I'm part of the Debian Long Term Support (LTS) team, and I'm attempting to fix CVE-2019-19921 in our past releases that package "runc".
(apologizes for digging up this old issue :))

I'm still able to reproduce the vulnerability (using the runc reproducer linked in the original topic), in the following situations:

  • backporting the fix 2fc03cc to 1.0.0~rc6 (Debian 10 "buster"/"old-stable")
  • more annoyingly, with 1.0.0~rc93, as shipped in Debian 11 "bullseye"/current; for reference the fix was pushed to rc10

AFAICS the fix does make the exploit less likely, but does not stop it entirely: within a few minutes I'm still able to overwrite my root system's /proc/sys/kernel/core_pattern from container-2.

Is this expected (as in, it's a mitigation but not a bullet-proof fix)?
Or is there a follow-up fix that I missed?

Thanks for your attention and best regards.

leoluk commented

2fc03cc should completely prevent the exploit. It adds a check to avoid mounting procfs to /proc in the rootfs if the target is something other than a directory or absent, which makes it impossible to point it to an attacker-controlled bind mount. It's not possible to race /proc itself in this setup (the rootfs is not attacker-accessible during early setup).

Either there's a regression or something's wrong with the Debian backport.

Beuc commented

Thanks for your fast feedback!

Debian might have different dependency versions, because it mostly removes vendor/* and uses the packaged versions.
Thus I tried with a Ubuntu Focal (20.04) VM where 'runc' is built with the built-in vendor/*, to make sure if that was the reason.

Interestingly:

  • 1.0.0~rc10-0ubuntu1 correctly blocs the mount attempt early and 'runc run container-[12]' fails ("must be mounted on ordinary directory")
  • 1.0.0~rc95-0ubuntu1~20.04.2 is vulnerable to the PoC
  • 1.1.0-0ubuntu1~20.04.2 is vulnerable to the PoC

So AFAICS, despite the presence of the fix in all versions, some other commit re-introduced the issue.
(and similarly the fix alone didn't appear to fix ~rc6 in my previous message)

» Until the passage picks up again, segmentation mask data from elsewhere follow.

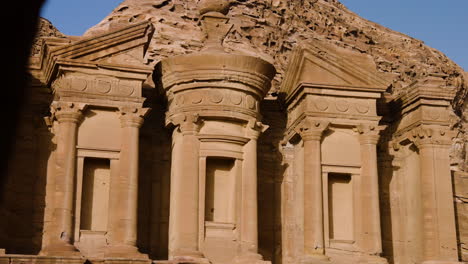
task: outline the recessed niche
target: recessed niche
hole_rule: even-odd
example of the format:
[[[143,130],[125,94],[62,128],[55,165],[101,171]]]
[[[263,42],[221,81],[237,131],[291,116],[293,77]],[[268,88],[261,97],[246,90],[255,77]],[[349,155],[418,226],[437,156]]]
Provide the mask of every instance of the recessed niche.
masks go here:
[[[350,174],[328,174],[328,220],[330,239],[354,240],[353,188]]]
[[[106,231],[109,208],[110,161],[85,158],[81,198],[81,230]]]
[[[207,158],[205,186],[205,221],[234,223],[234,159]]]

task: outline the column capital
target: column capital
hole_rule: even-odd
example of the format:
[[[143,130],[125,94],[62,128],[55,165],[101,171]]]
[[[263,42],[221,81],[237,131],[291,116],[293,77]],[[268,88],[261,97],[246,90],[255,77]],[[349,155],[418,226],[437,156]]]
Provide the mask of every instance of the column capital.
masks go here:
[[[380,131],[384,130],[386,126],[378,126],[378,125],[357,125],[354,128],[359,134],[359,142],[361,144],[371,144],[377,145],[380,138]]]
[[[150,108],[120,107],[120,124],[122,127],[141,127],[144,117],[150,112]]]
[[[328,129],[330,122],[322,120],[304,119],[294,130],[299,134],[303,141],[322,139],[323,132]]]
[[[52,118],[49,120],[56,119],[59,123],[79,123],[83,117],[82,112],[86,108],[86,104],[54,101],[50,108]]]
[[[420,126],[410,130],[407,134],[408,139],[418,147],[418,149],[427,147],[450,147],[452,138],[455,137],[455,131],[448,127],[425,127]]]
[[[186,113],[171,116],[166,119],[166,125],[176,126],[182,134],[197,134],[203,125],[199,114]]]
[[[250,139],[257,140],[260,135],[265,132],[270,126],[263,124],[256,119],[251,119],[247,123],[245,136]]]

If you've got further insights I'd be grateful :)
Otherwise I can try and bisect to pinpoint when the fix lost its effectiveness (probably tomorrow).

Beuc commented

After a bit of digging, ironically it looks like the fix for this vulnerability (CVE-2019-19921) was broken by the one for CVE-2021-30465: 0ca91f4
This sounds like a regression as you suspected.

Do you want me to open a new ticket for this?
And register a new CVE (if you confirm)?

hi,I can not reproduce the vulnerability, I use debian 10, kernel version: Linux runc 4.19.0-23-amd64 #1 SMP Debian 4.19.269-1 (2022-12-20) x86_64 x86_64 x86_64 GNU/Linux. runc version: 1.0.0~rc93+ds1-5+deb11u2. When I run pwn in container-1, the error is "SYS_renameat2: Permission denied", can not change "/poc/layer".